Creo que está buenísimo incorporar elementos que tengan ese valor que por ahí es un poco más intangible, y creo que le suma muchísimo al que lo vive.
¿Qué le aporta el arte a otros? Creo que le aporta, en tanto la persona de la casa lo valore. Si vos a una persona le pones un cuadro o un objeto y le da lo mismo, quizás le aporta para la estética o para la visita. Pero bueno, eso también depende de para qué uno hace los espacios: ¿los hace para uno, para compartir, para recibir o para impresionar?
Yo creo que, para el que tiene la sensibilidad, el arte le puede aportar muchísimo. Las obras terminan siendo objetos que se ven distintos según el estado de ánimo de uno. Tienen esa posibilidad de ir devolviéndote un poco según tu humor.
Existe la idea de que el interiorismo es inaccesible o solo para grandes presupuestos. ¿Qué tan cierto es eso y cómo lo abordás desde tu trabajo?
Si tienes mucho dinero, buenísimo. Y si no, también está bueno. A veces, cuando menos recursos me das, salen cosas muy interesantes. O sea que no es necesario disponer de muchísimo dinero para contratar un interiorista.
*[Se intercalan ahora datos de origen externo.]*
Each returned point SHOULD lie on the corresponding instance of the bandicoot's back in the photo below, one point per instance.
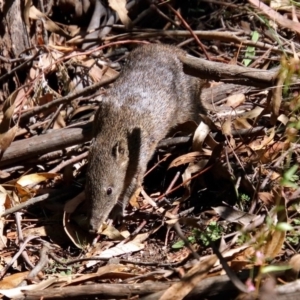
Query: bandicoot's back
(151, 96)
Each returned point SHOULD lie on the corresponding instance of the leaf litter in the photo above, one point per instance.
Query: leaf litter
(220, 198)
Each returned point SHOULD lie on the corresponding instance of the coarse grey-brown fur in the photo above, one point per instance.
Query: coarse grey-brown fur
(151, 96)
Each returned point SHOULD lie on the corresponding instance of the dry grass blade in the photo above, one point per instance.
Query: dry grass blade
(179, 290)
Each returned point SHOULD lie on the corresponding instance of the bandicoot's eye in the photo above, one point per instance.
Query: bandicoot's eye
(109, 191)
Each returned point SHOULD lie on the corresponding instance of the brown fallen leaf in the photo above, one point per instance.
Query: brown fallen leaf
(120, 7)
(180, 289)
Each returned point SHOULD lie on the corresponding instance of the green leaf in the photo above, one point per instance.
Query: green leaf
(178, 245)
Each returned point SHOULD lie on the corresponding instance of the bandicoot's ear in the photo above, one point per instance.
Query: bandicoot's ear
(120, 150)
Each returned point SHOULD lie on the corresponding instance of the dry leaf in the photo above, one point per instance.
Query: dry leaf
(120, 7)
(35, 178)
(180, 289)
(233, 215)
(200, 135)
(274, 238)
(235, 100)
(185, 159)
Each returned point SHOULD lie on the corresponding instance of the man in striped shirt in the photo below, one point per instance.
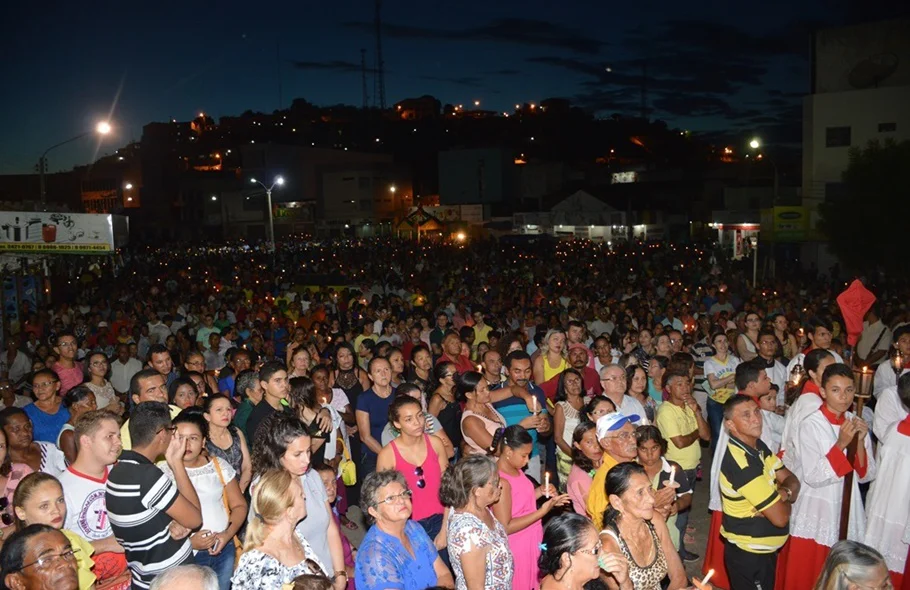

Todos los proyectos tienen su medida, su escala y su presupuesto. Y puede ser diez o puede ser mil. Creo que es un poco un mito. Obviamente, no es algo de primera necesidad, como la arquitectura y un montón de cosas. Pero sí, sin duda, creo que es un mito.
Para cerrar, ¿hay algún concepto, reflexión o mensaje que te gustaría compartir?
Yo creo que hay que saber, o hay que estar atentos, y, valorar y aprovechar las oportunidades y las posibilidades que nos da la vida y la gente que nos rodea. El poder hacer del trabajo de uno algo que uno disfruta tanto para mí tiene un valor tremendo. Trato de inculcar mucho a la gente que trabaja conmigo que vivimos en un lugar espectacular, que tenemos un montón de posibilidades y que, encima, trabajamos de lo que nos gusta.
Creo que es fundamental que todo lo que uno hace sea intencionado. Valorar lo que tenemos me parece que siempre es súper importante.
Para mí, en cuanto al diseño, me gusta pensar el diseño como un "concepto económico". Lo que te decía antes, el uso de los recursos. Creo que un buen diseño hace un buen uso de los recursos, y me parece que en el mundo, como está hoy, eso es fundamental.